Some options to regulate where the scooters are parked include geofencing that uses GPS or cellular technology to essentially create a “virtual” boundary. An alert or notification is sent to a user when they enter the boundary.
The city can also prohibit the scooters and bikes in certain areas, she said, noting that Atlanta has banned parking the scooters at Piedmont Park.
Another possibility is to permit only a certain number of scooters in the city, Stocklin said.
Councilmember Linley Jones said her law office in Buckhead is at “ground zero” where she regularly sees people on scooters zooming on sidewalks and between cars in heavy traffic on Lenox and Peachtree roads. The new scooter phenomenon is “worrisome,” she said.

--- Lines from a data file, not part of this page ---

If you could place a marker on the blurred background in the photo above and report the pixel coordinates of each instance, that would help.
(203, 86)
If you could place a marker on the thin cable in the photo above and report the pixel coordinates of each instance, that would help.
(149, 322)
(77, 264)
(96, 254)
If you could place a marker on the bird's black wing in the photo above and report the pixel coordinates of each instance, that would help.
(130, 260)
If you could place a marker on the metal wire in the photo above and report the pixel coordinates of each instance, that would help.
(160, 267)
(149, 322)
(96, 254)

“As a personal injury lawyer, they are really dangerous,” she said.
The scooters top out at 15 miles per hour and typically cost $1 to unlock and about 15 cents to ride per minute.
“The biggest concern for the community and citizens is just their interaction with cars; they can be tricky for drivers not used to seeing small scooters.
And the number one issue is where they’re going to get left. That will be our challenge as policy makers,” she said.
The scooters provide a transportation alternative, especially for people seeking “last mile” connectivity from public transportation to their job or school, Councilmember Bates Mattison said. And as Brookhaven and metro Atlanta battle with traffic congestion, these kinds of alternatives are crucial in getting cars off the roads, he said.
Data shows in DeKalb County, more than 70 percent of workers drive alone to work while less than 10 percent use public transportation, Stocklin said.
She said that 7,500 scooters can pass through a single 10-foot-wide lane, about the average size of a street lane, in one hour while only 600 to 1,000 cars can do the same.
Riding bicycles on sidewalks is prohibited by state law, but how that applies to scooters is still up in the air. Building safe infrastructure is crucial to making the scooters and bikes a viable mode of transportation for people seeking to get out of their cars, Mattison said.
Update: This story has been updated to clarify Councilmember Linley Jones’ comments about people riding scooters near her Buckhead office. It was paraphrased that she said there were daily accidents. Her exact quote was, “At least once a day, we have a [audible noise ‘eek’] situation between a pedestrian and a car.”